Su visita me extrañó. Desde la muerte de mi hijo Pablo, su padre, tres años atrás, no había tenido noticias suyas. Me levanté del taburete y como pude salí a su encuentro. Desde que la artritis me declaró la guerra debo caminar con cuidado y apoyado en un bastón.

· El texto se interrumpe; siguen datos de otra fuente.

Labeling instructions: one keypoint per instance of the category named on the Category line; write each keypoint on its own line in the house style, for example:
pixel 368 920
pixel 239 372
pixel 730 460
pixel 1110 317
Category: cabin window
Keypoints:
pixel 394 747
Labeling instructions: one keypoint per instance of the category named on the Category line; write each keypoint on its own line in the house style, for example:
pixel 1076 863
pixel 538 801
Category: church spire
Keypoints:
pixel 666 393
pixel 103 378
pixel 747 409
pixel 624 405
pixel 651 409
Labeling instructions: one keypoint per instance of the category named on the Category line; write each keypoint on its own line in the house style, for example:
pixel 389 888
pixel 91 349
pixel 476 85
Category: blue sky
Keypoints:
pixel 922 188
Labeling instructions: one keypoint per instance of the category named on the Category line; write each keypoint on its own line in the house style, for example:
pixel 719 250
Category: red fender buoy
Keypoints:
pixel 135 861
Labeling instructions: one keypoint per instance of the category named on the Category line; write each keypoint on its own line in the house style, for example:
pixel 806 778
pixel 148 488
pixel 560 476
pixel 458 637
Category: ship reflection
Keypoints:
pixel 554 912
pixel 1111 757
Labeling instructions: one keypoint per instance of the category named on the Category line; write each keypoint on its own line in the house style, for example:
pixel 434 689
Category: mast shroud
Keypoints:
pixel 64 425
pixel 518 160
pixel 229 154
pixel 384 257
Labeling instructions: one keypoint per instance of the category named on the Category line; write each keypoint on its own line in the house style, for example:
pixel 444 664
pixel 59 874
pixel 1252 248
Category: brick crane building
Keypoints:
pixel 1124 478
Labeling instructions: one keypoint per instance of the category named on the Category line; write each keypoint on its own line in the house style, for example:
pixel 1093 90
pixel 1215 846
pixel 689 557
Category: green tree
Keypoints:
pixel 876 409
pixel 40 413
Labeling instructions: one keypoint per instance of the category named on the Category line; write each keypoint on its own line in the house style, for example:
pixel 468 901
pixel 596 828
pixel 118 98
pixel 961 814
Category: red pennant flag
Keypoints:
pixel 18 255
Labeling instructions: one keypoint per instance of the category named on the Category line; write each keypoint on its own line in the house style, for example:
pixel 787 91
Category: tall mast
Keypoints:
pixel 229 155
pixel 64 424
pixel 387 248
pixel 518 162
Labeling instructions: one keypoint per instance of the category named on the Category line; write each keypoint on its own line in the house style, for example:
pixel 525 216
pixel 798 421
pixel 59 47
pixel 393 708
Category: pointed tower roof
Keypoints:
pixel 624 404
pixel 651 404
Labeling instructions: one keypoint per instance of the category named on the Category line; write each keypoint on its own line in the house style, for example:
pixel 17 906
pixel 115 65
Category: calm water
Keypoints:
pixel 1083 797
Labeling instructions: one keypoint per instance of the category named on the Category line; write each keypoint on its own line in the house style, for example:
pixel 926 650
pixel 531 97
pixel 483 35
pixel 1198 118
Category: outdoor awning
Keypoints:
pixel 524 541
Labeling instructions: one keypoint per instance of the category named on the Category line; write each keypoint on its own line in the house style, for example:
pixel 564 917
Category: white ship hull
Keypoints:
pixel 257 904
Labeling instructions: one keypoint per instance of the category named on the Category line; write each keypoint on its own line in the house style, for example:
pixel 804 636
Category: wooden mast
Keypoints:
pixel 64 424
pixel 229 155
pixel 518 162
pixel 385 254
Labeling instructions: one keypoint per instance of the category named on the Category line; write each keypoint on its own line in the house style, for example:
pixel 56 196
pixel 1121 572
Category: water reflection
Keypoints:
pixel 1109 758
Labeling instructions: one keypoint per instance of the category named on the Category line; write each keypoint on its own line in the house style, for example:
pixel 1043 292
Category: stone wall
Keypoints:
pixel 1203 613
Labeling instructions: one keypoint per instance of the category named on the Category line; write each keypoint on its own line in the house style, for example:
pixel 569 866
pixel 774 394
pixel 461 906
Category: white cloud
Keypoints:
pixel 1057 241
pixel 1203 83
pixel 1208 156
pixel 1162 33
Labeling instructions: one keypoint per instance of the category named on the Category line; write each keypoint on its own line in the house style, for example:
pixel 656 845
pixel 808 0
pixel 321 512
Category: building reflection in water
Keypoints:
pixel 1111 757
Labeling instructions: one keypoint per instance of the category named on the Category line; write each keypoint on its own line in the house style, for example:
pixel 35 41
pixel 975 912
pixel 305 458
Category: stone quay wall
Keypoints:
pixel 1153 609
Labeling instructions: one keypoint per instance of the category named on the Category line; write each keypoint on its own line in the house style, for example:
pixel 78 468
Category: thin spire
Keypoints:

Lo abracé con alegría y le pregunté a qué se debía su visita, precisamente un viernes santo. Además, por qué llegaba solo, sin su familia. Me dijo que nada más deseaba pasar el fin de semana con nosotros, sus abuelos, que la familia se había quedado en la ciudad, que era mejor así. No quería abrumar a su abuela cargando sobre ella la obligación de atenderlos a todos.

Esa noche, más tarde, me contó los verdaderos propósitos de su inesperada visita. Cuando tomábamos el café, después de la cena, me dijo:

-Abuelo, yo sé que en esta finca hay una guaca.

-Es cierto, le respondí, pero ese es un tema del que no quiero hablar.

-Pero yo puedo ayudarte a sacarla, insistió. Mi abuela me dijo que tu deseo es ayudar a los campesinos pobres cuando la saques.

-Así es, le dije.

-Entonces aprovechemos. Hoy es viernes santo y los espíritus dueños de las guacas encienden fogatas en los sitios donde están enterradas.

Finalmente, después de un largo cruce de palabras, me convenció. Mi nieto era muy persuasivo. Por eso tuvo mucho éxito como vendedor pero el dinero no le rendía porque le encantaban el licor y la juerga.

A las once de la noche salimos del rancho y nos sentamos, con una pala en la mano cada uno, en los escalones que dan acceso a la cubierta. Desde ahí, en medio de la oscuridad, podíamos estar atentos a la señal del espíritu. Donde se encendiera un fuego, ahí estaría la guaca.

Después de transcurrida una hora, aproximadamente, divisamos una lumbre que flameaba en lo alto de una colina. Estaba a una distancia de más o menos trescientos metros de nosotros. Nos levantamos enseguida. “Ahí está la señal”, exclamó mi nieto y salió disparado hacia allá. Yo intenté seguirlo pero la edad y la artritis solo me permitían renquear con lentitud.

Cuando llegué al sitio donde estaba encendido el fuego, encontré a Rigoberto cavando un hueco a su alrededor. Le pedí que se detuviera, le dije que era necesario rezar primero una oración de protección. Había que demostrar buenas intenciones para que el espíritu del muerto estuviera de acuerdo con el fin que se le pensaba dar a su tesoro. Él no me escuchaba. Parecía un poseso con los ojos desorbitados clavados en la tierra mientras la pala profundizaba el hueco. El sudor caía a chorros de su frente y la camisa, empapada, se le pegaba al torso.

Fue en ese momento cuando la vi. Detrás de Rigoberto, iluminada por la luz del fuego, una figura más oscura que las sombras de la noche, lo observaba con atención. Quise advertirlo para que se detuviera pero justo en ese instante la pala golpeó algo que parecía madera. Un grito de entusiasmo salió de la garganta de mi nieto. Vociferó tanto que su expresión de júbilo debió escucharse dos kilómetros a la redonda. Entonces se inclinó para abrir la caja enterrada pero, antes de que pudiera hacerlo, una voz grave y gangosa dijo pausadamente:

-Ese tesoro es mío. Ahora tu alma también me pertenece.

No puedo describir con exactitud lo que pasó después. Solo recuerdo que un torbellino se formó en el lugar donde estuvo cavando Rigoberto. Una espiral de tierra y fuego se fue elevando como el humo de una chimenea, mientras el hueco se llenaba de agua. Todo era confusión. Cerré los ojos. Estaba asustado. Después, al cabo de unos momentos, regresó la calma. Cuando abrí los ojos, solo había oscuridad. Mi nieto y el hueco habían desaparecido. Todo estaba como antes. Entonces decidí regresar al rancho y no contarle nada a mi mujer.

Ahora solo lo saben ustedes. El diablo se llevó a Rigoberto, mi nieto.